EU-Innenminister wollen Anstrengungen zur Terror-Abwehr verstärken

Beschränkungen im Internet

Nach den laut "Scotland Yard" vereitelten Terroranschlägen in Großbritannien wollen die Innenminister mehrerer europäischer Staaten die "Anstrengungen" der EU bei der "Terrorismusbekämpfung" weiter verstärken. "Die Ereignisse der letzten Woche haben gezeigt, dass terroristische Gruppierungen ständig nach neuen Wegen suchen, um unsere Gesellschaften anzugreifen", meinen Bundesinnenminister Wolfgang Schäuble (CDU) und seine Amtskollegen aus Großbritannien, Finnland, Frankreich, Portugal und Slowenien sowie der Vizepräsident der EU-Kommission, Franco Frattini, am Mittwoch in einer gemeinsamen Erklärung zu ihrem informellen Treffen in London.

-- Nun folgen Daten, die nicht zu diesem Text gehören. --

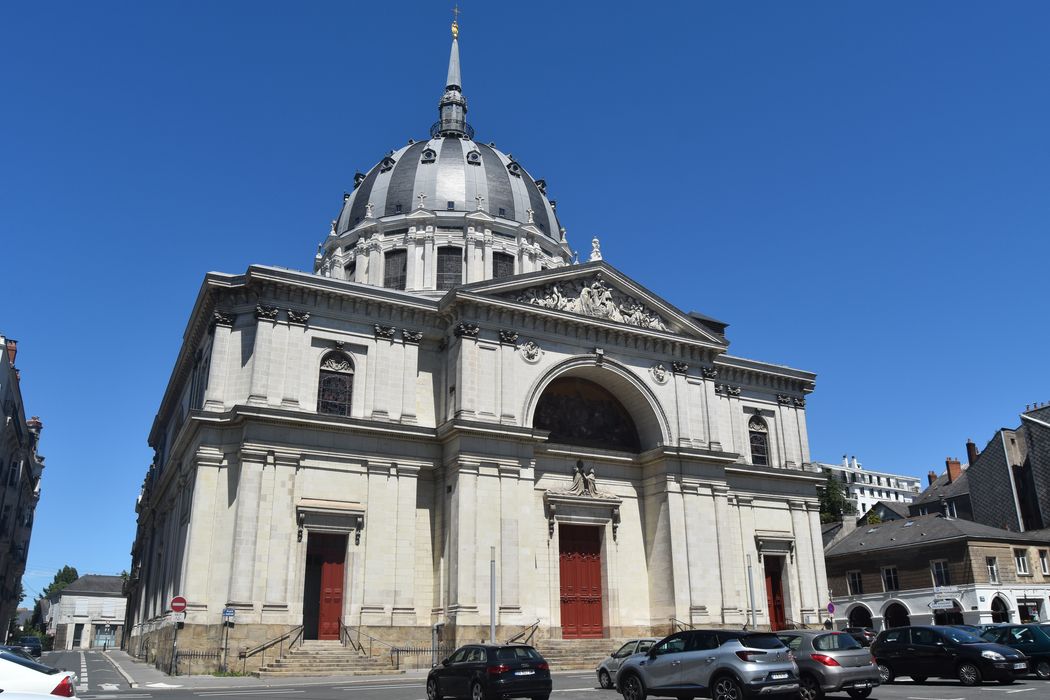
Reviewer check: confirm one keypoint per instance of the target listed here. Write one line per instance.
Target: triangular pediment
(594, 290)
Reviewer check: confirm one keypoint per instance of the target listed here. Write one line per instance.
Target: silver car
(725, 664)
(607, 670)
(831, 662)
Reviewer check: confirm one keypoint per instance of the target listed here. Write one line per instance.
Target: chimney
(954, 468)
(971, 452)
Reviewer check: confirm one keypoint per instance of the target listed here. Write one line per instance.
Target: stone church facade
(342, 449)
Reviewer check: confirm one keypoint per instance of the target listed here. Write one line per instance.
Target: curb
(121, 671)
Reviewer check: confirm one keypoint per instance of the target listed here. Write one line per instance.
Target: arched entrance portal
(860, 617)
(1000, 611)
(897, 616)
(579, 411)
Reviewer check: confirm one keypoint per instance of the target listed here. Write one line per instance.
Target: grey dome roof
(450, 169)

Als notwendig erachteten sie dabei unter anderem eine dauerhafte Überprüfung der Sicherheitsstandards auf europäischen Flughäfen sowie die Erforschung von Explosivstoffen, "die schwerpunktmäßig auf Arbeiten mit Flüssigsprengstoff gerichtet sein sollte".

Zugleich wollen die Ressortchefs die Einrichtung einer Datenbank zu Explosivstoffen bei Europol unterstützen. Ferner soll das Internet zu einer "feindlichen Umgebung für Terroristen" gemacht werden.

Wirksame Maßnahmen der Terrorismusbekämpfung und der Schutz der Menschenrechte seien "keine widerstreitenden Ziele", betonten die Minister und Frattini in ihrer Erklärung. Angesichts der "Gefahr von Massenmorden" müsse akzeptiert werden, dass die Rechte des Einzelnen mit dem gemeinsamen Recht auf Sicherheit in Einklang gebracht werden müssten. Die Europäische Union verfüge über eine ehrgeizige Strategie zur Terrorismusbekämpfung, die nun sowohl auf nationaler als auch auf EU-Ebene umgesetzt werden müsse.